KAMPALA, Uganda (WOMENSENEWS)–After parliament’s recent passage of key laws to protect women here, Jane Alisemera Babiha, chair of the Uganda Women Parliamentarians Association, is hoping a bill to modernize laws on marriage and divorce will sail through in January.
"We are anxious to have this law passed by the beginning of next year," Alisemera told Women’s eNews recently.
"It is only natural that as women, we should champion for the cause of our fellow women who we represent," added parliamentarian Mary Karooro Okurut, representative of the Bushenyi district. "But in our campaign, we are also enlisting the support of men."
The proposed law grants women the right to divorce spouses for cruelty and impotence. It also gives women the right to consent to marriage, often overlooked in African traditional weddings arranged by family and clan elders.
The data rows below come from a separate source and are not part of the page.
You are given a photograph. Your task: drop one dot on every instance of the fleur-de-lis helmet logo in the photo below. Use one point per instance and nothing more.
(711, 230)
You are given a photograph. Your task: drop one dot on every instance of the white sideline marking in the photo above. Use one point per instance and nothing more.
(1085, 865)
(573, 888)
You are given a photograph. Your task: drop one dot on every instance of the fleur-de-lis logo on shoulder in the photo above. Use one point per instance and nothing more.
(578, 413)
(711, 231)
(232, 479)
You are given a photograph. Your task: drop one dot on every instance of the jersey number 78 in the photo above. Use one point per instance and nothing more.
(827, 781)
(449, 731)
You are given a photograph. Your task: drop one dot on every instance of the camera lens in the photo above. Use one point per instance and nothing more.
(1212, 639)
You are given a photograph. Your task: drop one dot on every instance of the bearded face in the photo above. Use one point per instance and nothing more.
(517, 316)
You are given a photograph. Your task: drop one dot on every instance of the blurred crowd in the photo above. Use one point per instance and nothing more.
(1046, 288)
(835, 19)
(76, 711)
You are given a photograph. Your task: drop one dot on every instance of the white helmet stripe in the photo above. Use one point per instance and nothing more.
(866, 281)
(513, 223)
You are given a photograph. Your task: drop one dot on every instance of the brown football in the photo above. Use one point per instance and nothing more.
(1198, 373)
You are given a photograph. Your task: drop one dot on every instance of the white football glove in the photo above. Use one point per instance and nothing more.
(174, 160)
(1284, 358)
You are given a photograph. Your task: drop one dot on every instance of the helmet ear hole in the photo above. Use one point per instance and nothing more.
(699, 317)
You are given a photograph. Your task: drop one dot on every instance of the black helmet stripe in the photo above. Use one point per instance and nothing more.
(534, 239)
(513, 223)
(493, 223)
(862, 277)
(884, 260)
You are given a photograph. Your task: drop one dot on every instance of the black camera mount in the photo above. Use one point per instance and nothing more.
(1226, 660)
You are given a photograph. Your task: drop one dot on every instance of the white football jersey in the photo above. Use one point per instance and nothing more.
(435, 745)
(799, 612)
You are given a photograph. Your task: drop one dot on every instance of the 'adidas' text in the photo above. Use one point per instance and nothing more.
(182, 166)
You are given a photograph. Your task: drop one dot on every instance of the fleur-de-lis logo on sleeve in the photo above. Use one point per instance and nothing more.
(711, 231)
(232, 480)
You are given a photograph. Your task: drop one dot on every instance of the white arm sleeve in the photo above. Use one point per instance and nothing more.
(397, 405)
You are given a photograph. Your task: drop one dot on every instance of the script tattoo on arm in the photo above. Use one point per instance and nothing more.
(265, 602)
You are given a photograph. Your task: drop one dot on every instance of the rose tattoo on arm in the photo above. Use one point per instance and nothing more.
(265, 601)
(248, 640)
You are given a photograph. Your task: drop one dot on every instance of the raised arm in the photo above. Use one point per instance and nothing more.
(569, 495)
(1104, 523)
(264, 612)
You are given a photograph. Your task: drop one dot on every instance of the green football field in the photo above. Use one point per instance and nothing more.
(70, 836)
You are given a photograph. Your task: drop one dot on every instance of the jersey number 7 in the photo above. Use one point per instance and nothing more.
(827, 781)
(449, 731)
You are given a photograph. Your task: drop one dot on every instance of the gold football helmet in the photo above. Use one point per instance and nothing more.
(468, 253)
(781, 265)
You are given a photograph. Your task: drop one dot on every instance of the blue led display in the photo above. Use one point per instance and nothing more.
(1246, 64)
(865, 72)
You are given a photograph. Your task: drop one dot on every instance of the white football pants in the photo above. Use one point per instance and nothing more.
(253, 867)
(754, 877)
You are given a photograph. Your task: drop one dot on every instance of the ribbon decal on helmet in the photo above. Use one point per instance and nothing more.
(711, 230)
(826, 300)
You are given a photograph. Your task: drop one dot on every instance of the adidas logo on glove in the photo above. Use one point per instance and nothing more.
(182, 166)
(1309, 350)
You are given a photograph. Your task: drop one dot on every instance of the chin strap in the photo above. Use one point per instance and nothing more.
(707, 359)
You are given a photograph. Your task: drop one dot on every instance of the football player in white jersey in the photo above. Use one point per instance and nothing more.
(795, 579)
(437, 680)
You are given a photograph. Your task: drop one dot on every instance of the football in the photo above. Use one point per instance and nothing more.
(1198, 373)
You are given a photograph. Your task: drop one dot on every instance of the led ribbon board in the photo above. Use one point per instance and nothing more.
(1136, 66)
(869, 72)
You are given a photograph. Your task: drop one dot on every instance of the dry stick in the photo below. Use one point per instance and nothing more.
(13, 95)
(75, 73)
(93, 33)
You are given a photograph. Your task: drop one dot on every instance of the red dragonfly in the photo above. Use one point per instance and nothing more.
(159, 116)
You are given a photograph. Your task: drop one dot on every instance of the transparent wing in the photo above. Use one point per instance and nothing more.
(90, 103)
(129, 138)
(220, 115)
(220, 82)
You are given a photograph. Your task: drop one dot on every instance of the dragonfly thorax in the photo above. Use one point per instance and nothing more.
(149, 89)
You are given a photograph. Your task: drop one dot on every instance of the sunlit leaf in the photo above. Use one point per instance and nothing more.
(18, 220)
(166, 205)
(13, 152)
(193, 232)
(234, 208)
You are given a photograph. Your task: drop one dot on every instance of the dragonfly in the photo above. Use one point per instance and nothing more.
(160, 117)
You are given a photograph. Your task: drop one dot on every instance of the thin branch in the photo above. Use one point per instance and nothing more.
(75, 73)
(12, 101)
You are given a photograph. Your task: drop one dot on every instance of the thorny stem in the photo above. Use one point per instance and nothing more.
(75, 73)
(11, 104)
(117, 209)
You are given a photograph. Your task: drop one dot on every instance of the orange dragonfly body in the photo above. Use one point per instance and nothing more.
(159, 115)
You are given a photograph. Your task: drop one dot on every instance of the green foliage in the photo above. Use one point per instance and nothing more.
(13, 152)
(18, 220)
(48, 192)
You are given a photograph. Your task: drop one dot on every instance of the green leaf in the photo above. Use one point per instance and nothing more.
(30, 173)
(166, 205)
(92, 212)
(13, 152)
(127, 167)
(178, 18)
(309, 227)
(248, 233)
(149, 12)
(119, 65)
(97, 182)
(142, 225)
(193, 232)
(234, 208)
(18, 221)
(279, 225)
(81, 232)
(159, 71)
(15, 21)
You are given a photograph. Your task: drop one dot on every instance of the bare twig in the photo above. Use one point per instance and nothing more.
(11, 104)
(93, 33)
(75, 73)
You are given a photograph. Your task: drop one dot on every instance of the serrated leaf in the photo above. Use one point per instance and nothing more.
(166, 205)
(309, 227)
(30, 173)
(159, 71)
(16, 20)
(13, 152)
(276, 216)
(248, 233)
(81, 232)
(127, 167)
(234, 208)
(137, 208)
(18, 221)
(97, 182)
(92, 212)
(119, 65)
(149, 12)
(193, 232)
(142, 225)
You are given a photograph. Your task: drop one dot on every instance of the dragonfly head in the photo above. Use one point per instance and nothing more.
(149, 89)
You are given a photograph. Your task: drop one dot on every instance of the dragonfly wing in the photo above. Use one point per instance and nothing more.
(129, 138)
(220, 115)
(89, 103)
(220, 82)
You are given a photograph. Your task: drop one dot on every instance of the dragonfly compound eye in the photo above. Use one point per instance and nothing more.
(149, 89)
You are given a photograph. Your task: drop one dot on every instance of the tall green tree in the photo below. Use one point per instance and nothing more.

The bill also prohibits the customary practice of widow inheritance. In some Ugandan communities, widows are inherited by their brothers-in-law even when they do not consent to the marriage. The law gives widows the right to remarry people of their choice.
Sex without consent in marriage is prohibited by the bill, and there are incentives in the law to promote co-ownership of property between spouses. It also establishes a female-friendly protocol in the event of divorce: equal division of property and finances.
Alisemera said she expects the bill to win similar support in the 30-percent female parliament as the domestic violence bill, which passed in November and classifies domestic violence as a distinct crime, separate from other forms of physical assault.
Under that bill, now waiting approval by President Yoweri Museveni, alleged batterers face prosecutions in the formal Family and Children Courts, as well as the lowest-ranked Local Council Courts found in even the remotest of Ugandan villages. Convicted men or women would face punishments that include community service, reconciliation, compensation, fines or a two-year jail term.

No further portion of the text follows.